Eduardo, of course, was one of the agents of Crosstime Traffic using The Gladiator to attempt to infiltrate new ideas into Annarita and Gianfranco’s timeline.  While in the past, Turtledove has shown the Crosstime Traffic agents as traders, in this case, they clearly worried about the timeline’s ability to get access to their secret and were working to introduce subversive ideas under the guise of selling “harmless” games.  Once Eduardo, or rather the Crosetti’s “Cousin Silvio” appears on the scene, the stakes are heightened, with the threat of denunciation just around every corner.

While the characters feel they can confide in Annarita’s father and mother, their difficulties are complicated by Gianfranco’s father’s position as an apparatchik, a mid-level bureaucrat for the local Communist party. While Mr.
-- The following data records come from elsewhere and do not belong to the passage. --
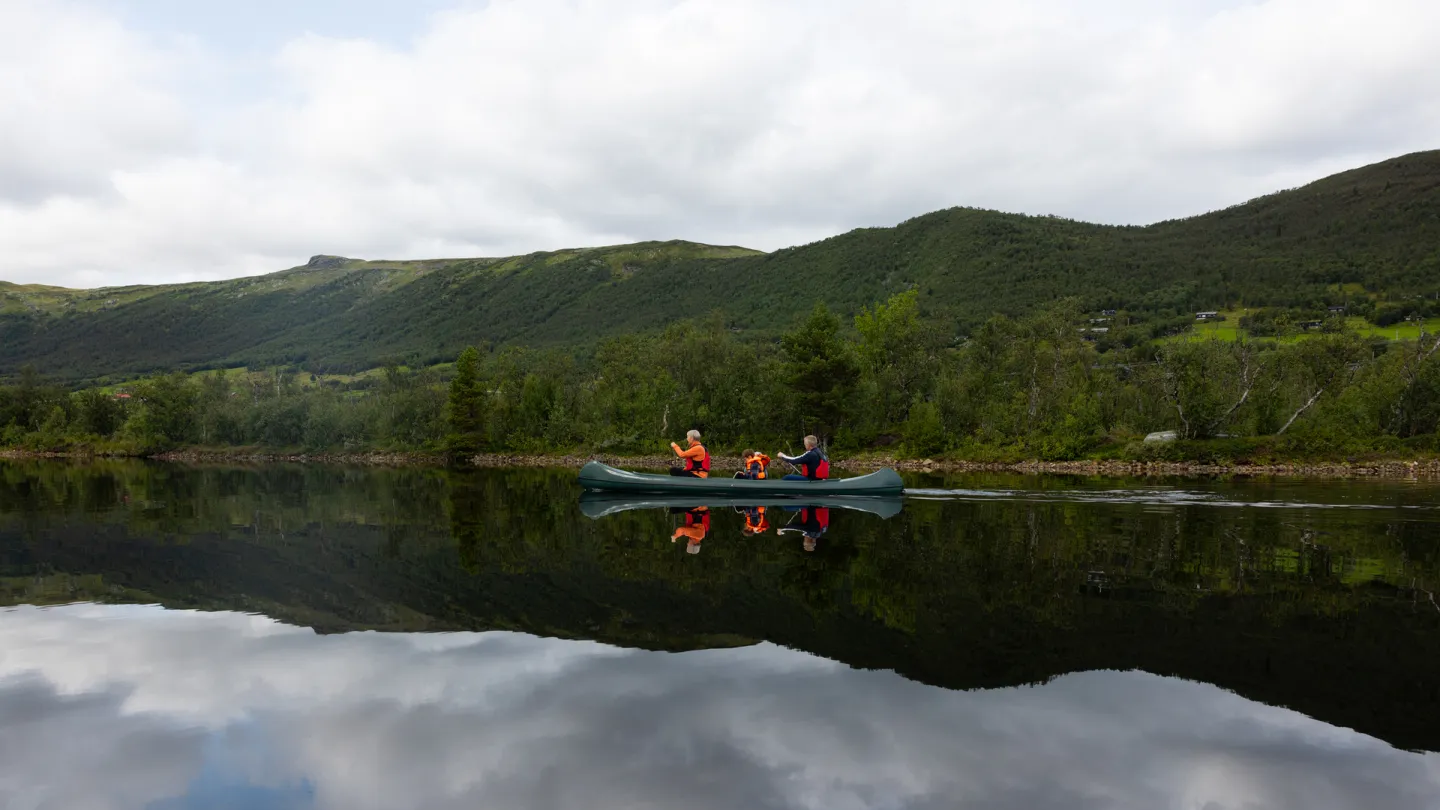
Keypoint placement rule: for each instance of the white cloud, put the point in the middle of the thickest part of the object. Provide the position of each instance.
(539, 124)
(131, 706)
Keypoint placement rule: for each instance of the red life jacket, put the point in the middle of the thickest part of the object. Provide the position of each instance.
(821, 470)
(702, 464)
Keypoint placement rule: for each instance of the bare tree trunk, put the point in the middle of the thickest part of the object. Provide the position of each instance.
(1296, 415)
(1247, 376)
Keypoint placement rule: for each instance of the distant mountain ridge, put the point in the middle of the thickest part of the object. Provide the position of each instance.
(1371, 231)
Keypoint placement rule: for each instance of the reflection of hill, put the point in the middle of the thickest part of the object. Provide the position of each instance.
(961, 595)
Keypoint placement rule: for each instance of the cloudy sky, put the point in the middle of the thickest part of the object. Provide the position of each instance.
(126, 708)
(164, 140)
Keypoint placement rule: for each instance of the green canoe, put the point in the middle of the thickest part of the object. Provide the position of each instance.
(596, 476)
(596, 505)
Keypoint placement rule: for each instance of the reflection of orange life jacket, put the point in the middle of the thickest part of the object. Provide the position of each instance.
(702, 519)
(820, 515)
(697, 522)
(755, 519)
(756, 464)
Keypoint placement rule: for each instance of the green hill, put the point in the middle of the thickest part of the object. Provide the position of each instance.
(1364, 237)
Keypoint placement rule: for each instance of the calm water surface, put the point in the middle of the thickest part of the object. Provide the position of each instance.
(185, 637)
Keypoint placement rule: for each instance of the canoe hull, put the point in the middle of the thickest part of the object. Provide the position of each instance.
(599, 503)
(604, 477)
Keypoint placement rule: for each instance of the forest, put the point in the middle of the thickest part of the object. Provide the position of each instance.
(886, 379)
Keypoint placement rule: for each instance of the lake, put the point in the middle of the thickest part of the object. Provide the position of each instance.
(303, 636)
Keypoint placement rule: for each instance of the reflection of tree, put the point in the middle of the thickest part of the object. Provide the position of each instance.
(1325, 610)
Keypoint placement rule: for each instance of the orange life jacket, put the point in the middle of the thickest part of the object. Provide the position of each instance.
(755, 521)
(699, 464)
(756, 464)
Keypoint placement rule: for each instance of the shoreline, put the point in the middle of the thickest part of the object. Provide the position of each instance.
(1335, 470)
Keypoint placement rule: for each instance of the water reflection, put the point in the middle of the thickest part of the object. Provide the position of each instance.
(138, 706)
(808, 516)
(1326, 611)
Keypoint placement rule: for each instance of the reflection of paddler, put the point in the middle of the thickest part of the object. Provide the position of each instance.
(814, 521)
(694, 528)
(755, 521)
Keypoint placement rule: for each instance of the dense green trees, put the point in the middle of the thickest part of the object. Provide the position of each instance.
(1027, 388)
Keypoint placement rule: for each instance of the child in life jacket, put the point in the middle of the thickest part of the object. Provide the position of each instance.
(755, 522)
(753, 464)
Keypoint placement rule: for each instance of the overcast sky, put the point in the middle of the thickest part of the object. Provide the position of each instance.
(164, 140)
(128, 708)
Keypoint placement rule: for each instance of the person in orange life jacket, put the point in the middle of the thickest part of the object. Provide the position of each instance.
(755, 464)
(696, 457)
(812, 463)
(694, 529)
(755, 522)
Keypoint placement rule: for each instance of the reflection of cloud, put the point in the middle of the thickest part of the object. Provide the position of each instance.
(107, 706)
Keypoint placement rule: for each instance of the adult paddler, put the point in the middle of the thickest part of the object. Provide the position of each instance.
(696, 457)
(812, 464)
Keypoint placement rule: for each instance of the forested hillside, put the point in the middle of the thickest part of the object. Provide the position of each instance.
(1367, 238)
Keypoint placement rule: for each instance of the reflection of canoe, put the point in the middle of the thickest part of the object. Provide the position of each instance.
(599, 505)
(596, 476)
Mazzilli probably wouldn’t do anything to harm his son directly, his attitude towards Eduardo or the Crosettis can’t be counted on.  Similarly, while Annarita’s rivals in the Young Socialists’ League previously only had a tenuous hold on her for questionable judgment, her involvement with the fugitive Eduardo could easily get her sent to a camp.

While many of the earlier novels in the series have dealt with teenage agents of Crosstime Traffic stranded in a strange world, The Gladiator’s focus on local teenagers allows the give this world even greater examination than in earlier books where only one of the primary characters is a native.  Gianfranco and Eduardo’s conversations together, however, still allow Turtledove to include the outsider’s point of view.

Both Gianfranco and Annarita are likable characters.  Although Turtledove posits a potential villain in Annarita's rival in the Young Socialists’ League, Maria Tenace, the true conflict and tension is created simply by the existence of the Marxist-Leninist-Stalinist state which is all pervasive. He does an excellent job in depicting a paranoid world where anyone can turn out to be an enemy for any slight, real or imagined.